Beklenmeyen bu yenilgi üzerine I. İzzeddin Keykâvus kızmış, kimse onu sakinleştirememiş ve hatta teskine cesaret bile edememişti. Sultan, Eyyûbî casusları tarafından yazılan mektupları bir bir komutanların önüne atarak onlardan hesap surdu. Yukarıda değinildiği gibi onların hiçbirinin mektuplardan haberi yoktu. Sultan suçu ve ihmali olduklarını düşündüğü komutanları toplayarak küçük bir kulübeye hapsetti. Bu kulübenin etrafına odunlar yığdırıp daha sonra ateşe verdirdi. Dışarı çıkarak kurtulmak isteyenler zorla buraya geri sokuldu. Bu suçsuz komutanların hepsi feryatlar içinde diri diri yakıldılar. Sultan daha sonra bu yaptıklarından pişman olup büyük ıstırap duymuş ve bu kulübenin olduğu yere bir mescit yaptırmıştır. Yanmışlar Mescidi (Mescid-i Sûhtegân) olarak bilinen burası uzun yıllar Elbistan halkının hafızalarında yer etmiştir.[14] Dönemin muasır müellifi ve İslam tarihçisi İbnü’l-Esir, I. İzzeddin Keykâvus’u komutanlarına reva gördüğü bu davranışından dolayı ağır bir şekilde suçlar.[15] Niğdeli Kadı Ahmed nükteli bir şekilde onun lakabının galip olmasına rağmen mağlup olduğunu ifade eder.[16]

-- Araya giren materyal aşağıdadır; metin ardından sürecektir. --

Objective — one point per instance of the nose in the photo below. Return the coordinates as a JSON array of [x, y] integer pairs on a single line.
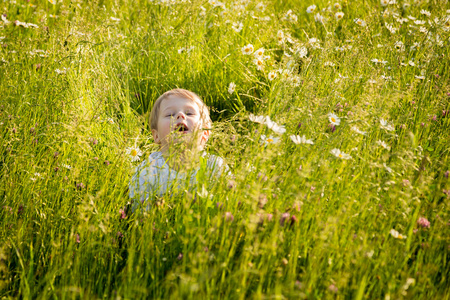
[[181, 115]]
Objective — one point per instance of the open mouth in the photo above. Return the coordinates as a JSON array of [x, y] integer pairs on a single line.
[[181, 128]]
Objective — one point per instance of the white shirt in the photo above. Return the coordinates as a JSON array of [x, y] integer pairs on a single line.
[[154, 177]]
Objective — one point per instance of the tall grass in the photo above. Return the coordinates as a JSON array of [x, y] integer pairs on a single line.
[[294, 221]]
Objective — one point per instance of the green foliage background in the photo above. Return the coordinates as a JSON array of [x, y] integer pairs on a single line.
[[296, 221]]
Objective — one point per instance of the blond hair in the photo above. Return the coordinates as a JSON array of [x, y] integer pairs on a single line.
[[182, 93]]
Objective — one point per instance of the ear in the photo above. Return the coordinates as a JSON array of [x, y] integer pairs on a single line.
[[156, 136]]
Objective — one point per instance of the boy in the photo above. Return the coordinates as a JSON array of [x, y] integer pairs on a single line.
[[180, 124]]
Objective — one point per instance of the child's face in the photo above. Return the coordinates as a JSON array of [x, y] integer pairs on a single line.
[[179, 120]]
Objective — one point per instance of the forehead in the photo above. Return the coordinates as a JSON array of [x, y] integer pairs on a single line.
[[178, 102]]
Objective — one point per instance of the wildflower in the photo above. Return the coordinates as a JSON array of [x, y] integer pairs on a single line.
[[315, 43], [319, 18], [339, 15], [134, 153], [360, 22], [284, 217], [302, 52], [231, 88], [334, 120], [272, 75], [59, 72], [237, 26], [300, 139], [399, 46], [423, 222], [397, 235], [280, 36], [248, 49], [385, 125], [259, 53], [123, 214], [291, 17], [269, 140], [425, 12], [257, 119], [311, 9], [339, 154], [259, 63], [383, 144], [387, 168], [66, 166], [260, 7], [391, 28], [274, 126], [229, 216], [356, 129], [293, 220]]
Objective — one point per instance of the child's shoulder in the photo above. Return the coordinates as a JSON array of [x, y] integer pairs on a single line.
[[154, 159]]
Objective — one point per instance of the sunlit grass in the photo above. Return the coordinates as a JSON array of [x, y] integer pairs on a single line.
[[360, 212]]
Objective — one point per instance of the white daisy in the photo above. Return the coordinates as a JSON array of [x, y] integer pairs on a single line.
[[339, 15], [248, 49], [269, 140], [280, 36], [397, 235], [237, 26], [272, 75], [302, 52], [311, 9], [425, 12], [66, 166], [259, 53], [134, 153], [257, 119], [385, 125], [334, 119], [259, 62], [300, 140], [339, 154], [360, 22], [274, 126], [387, 168], [383, 144], [319, 18], [356, 129], [231, 88]]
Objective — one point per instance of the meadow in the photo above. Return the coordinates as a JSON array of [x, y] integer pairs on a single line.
[[334, 118]]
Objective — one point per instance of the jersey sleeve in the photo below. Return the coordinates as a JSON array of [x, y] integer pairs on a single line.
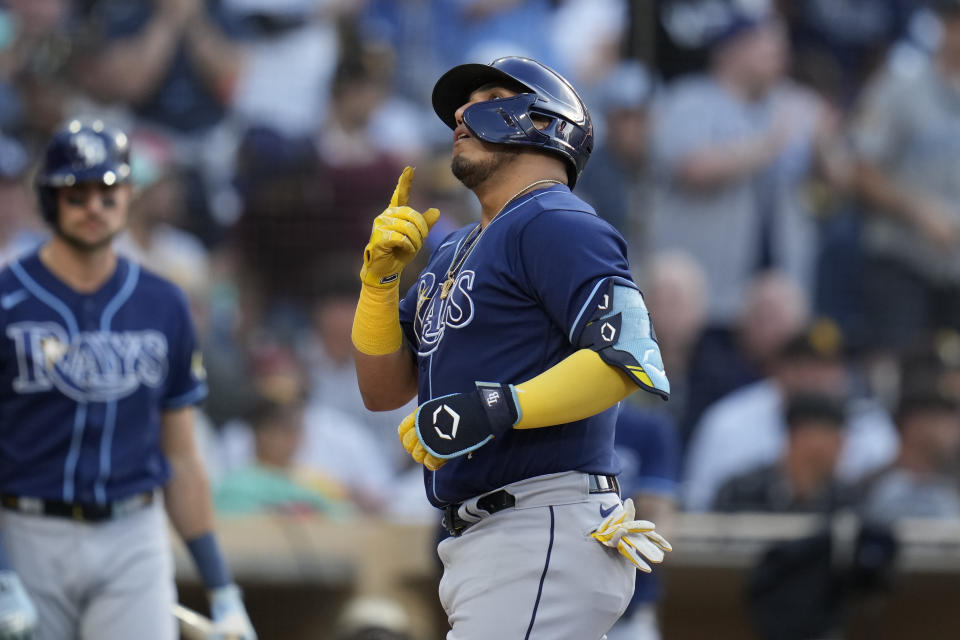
[[186, 378], [408, 310], [566, 258]]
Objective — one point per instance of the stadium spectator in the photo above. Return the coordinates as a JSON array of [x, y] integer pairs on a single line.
[[170, 60], [839, 43], [906, 141], [21, 229], [155, 237], [274, 481], [804, 479], [746, 428], [36, 44], [616, 182], [731, 150], [649, 452], [332, 376], [922, 481], [674, 288], [288, 64], [726, 359]]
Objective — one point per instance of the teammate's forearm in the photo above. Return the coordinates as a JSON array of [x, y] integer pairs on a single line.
[[580, 386], [187, 497], [386, 382], [376, 323]]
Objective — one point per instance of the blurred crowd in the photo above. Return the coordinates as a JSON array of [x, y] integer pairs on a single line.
[[787, 175]]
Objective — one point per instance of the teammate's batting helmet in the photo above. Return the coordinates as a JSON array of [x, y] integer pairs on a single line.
[[81, 153], [542, 92]]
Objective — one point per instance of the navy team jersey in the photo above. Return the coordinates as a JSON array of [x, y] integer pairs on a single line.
[[518, 306], [648, 447], [84, 379]]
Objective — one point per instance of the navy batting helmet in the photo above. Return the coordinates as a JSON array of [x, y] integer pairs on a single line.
[[542, 92], [81, 153]]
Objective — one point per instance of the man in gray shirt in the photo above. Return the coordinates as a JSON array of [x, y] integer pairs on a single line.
[[731, 150], [907, 140]]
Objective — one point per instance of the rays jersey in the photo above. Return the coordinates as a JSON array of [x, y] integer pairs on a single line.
[[84, 379], [516, 308]]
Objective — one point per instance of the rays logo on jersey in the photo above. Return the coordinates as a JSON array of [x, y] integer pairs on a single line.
[[435, 314], [96, 366]]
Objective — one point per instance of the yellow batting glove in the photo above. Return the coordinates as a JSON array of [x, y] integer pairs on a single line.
[[397, 236], [411, 442], [632, 538]]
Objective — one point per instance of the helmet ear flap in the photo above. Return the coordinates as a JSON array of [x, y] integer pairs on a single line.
[[47, 197]]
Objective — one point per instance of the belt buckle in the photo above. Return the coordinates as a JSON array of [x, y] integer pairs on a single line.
[[450, 518]]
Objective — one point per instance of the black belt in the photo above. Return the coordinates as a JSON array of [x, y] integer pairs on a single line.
[[82, 512], [503, 499]]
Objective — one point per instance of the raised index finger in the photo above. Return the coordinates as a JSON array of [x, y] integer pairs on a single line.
[[402, 192]]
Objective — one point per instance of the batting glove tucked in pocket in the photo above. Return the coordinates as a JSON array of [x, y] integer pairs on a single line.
[[632, 538], [230, 619]]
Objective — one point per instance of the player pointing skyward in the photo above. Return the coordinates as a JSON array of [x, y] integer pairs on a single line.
[[99, 373], [519, 338]]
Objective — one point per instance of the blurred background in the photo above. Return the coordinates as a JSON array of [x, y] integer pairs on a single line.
[[787, 175]]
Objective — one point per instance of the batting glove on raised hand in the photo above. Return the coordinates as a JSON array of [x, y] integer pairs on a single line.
[[18, 616], [632, 538], [229, 616], [456, 424], [398, 233]]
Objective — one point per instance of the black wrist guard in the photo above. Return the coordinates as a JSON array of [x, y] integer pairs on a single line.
[[452, 425]]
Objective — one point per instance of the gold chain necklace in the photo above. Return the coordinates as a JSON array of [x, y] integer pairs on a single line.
[[470, 242]]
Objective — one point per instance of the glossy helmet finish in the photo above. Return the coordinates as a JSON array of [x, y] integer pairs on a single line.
[[542, 92], [81, 153]]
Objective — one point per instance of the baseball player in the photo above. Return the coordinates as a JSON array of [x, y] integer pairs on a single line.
[[519, 337], [99, 372]]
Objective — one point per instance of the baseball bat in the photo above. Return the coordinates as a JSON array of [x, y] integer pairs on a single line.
[[193, 626]]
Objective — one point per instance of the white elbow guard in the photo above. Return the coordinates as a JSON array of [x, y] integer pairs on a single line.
[[620, 331]]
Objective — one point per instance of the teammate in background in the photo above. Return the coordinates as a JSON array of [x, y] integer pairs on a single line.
[[648, 447], [519, 337], [99, 373]]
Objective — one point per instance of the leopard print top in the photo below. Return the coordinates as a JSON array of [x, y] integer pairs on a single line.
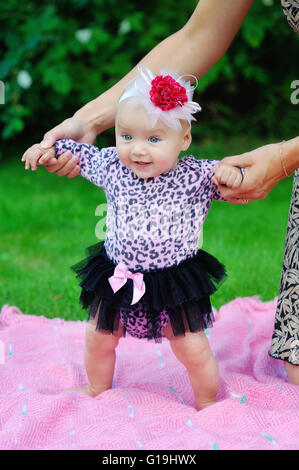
[[151, 223], [291, 11]]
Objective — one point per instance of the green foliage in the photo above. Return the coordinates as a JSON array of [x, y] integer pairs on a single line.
[[59, 55]]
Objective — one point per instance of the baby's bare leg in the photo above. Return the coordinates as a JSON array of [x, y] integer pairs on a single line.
[[193, 350], [100, 359]]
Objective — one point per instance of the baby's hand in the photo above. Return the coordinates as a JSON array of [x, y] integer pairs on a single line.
[[229, 176], [36, 156]]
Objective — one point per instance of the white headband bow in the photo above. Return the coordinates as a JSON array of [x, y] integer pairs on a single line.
[[166, 96]]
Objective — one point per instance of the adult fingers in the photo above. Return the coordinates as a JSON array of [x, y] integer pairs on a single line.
[[59, 163], [31, 156], [68, 167]]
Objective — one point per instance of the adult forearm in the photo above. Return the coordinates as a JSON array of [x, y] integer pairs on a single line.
[[193, 49], [290, 153]]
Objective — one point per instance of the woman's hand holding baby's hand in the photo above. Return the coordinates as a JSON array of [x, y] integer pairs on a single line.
[[227, 175], [65, 165]]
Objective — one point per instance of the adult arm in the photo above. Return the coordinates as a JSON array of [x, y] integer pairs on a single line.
[[198, 45], [264, 168]]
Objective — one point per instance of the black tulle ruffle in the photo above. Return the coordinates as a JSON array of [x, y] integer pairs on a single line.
[[183, 291]]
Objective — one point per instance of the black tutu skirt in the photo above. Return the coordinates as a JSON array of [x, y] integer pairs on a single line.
[[181, 293]]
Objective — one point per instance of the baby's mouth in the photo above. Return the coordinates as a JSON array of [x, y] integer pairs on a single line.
[[142, 163]]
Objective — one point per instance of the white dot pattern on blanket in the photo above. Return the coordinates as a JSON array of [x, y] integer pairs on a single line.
[[151, 405]]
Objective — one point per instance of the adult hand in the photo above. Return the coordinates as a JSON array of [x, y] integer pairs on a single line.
[[263, 170], [66, 164]]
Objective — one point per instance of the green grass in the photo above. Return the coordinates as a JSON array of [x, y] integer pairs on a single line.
[[47, 221]]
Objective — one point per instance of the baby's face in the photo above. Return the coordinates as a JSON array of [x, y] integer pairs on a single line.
[[147, 151]]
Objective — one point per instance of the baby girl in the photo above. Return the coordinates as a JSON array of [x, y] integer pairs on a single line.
[[149, 278]]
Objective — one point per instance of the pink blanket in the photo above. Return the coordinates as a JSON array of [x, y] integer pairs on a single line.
[[151, 404]]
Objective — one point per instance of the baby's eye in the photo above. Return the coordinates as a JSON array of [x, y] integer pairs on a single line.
[[154, 139]]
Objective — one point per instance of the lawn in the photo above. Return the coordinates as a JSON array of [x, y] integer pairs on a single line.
[[47, 221]]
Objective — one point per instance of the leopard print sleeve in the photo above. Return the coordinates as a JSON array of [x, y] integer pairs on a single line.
[[92, 161]]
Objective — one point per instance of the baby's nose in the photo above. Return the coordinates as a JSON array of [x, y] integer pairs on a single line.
[[139, 149]]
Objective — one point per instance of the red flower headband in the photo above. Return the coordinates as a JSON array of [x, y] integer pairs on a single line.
[[166, 96], [167, 93]]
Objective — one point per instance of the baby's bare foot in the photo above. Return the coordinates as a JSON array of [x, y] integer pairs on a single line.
[[87, 390]]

Onun şahsiyeti üzerine bir değerlendirme yapan Mükrimin Halil Yinanç, âlim ve şairlere değer veren, onlara iltifat eden ve ihsanlarda bulunan bir sultan olarak bahseder. Onun şark dillerine bilhassa da Farsça’ya vakıf olduğunu, bu dilde şiirler yazdığını, Sultan Mahmud’un Firdevsi’ye yazdırdığı Şehname’yi taklit ederek devrin âlimlerinden Kadıüddin Burhaneddin Anevî’ye 60000 beyitlik Farsça bir eser yazdırdığını ifade etmektedir. Yinanç Hoca, sultanı acem âlimlerini Anadolu’ya doldurmakla da suçlar. Onun İran medeniyetinin meftunu olduğunu bu yüzden de İranlı ulema ve şuarayı memleketine çağırdığını, yabancılara kapalı olan memleketin kapısını açtığını belirtir. Ona göre, bu tarihten sonra her memleketten çok derbeder serseriler Anadolu’ya gelecekler, ilim ile beraber riyakârlığı, taassubu, kötü ahlakı birlikte getireceklerdir. Farisilerin vezirlik, münşilik, müstevfilik, tuğralik, tercümanlık, haciplik, kâtiplik, kadılık gibi mansıpları işgal ederek ondan sonra da memlekette tutunabilmek için sultanları mutlakıyete teşvik ederek Anadolu asilzade beylerini öldürtmeye ve sarayı ele geçirdiklerini belirtir. Böylece Anadolu’da idare yabancıların eline geçer.[17]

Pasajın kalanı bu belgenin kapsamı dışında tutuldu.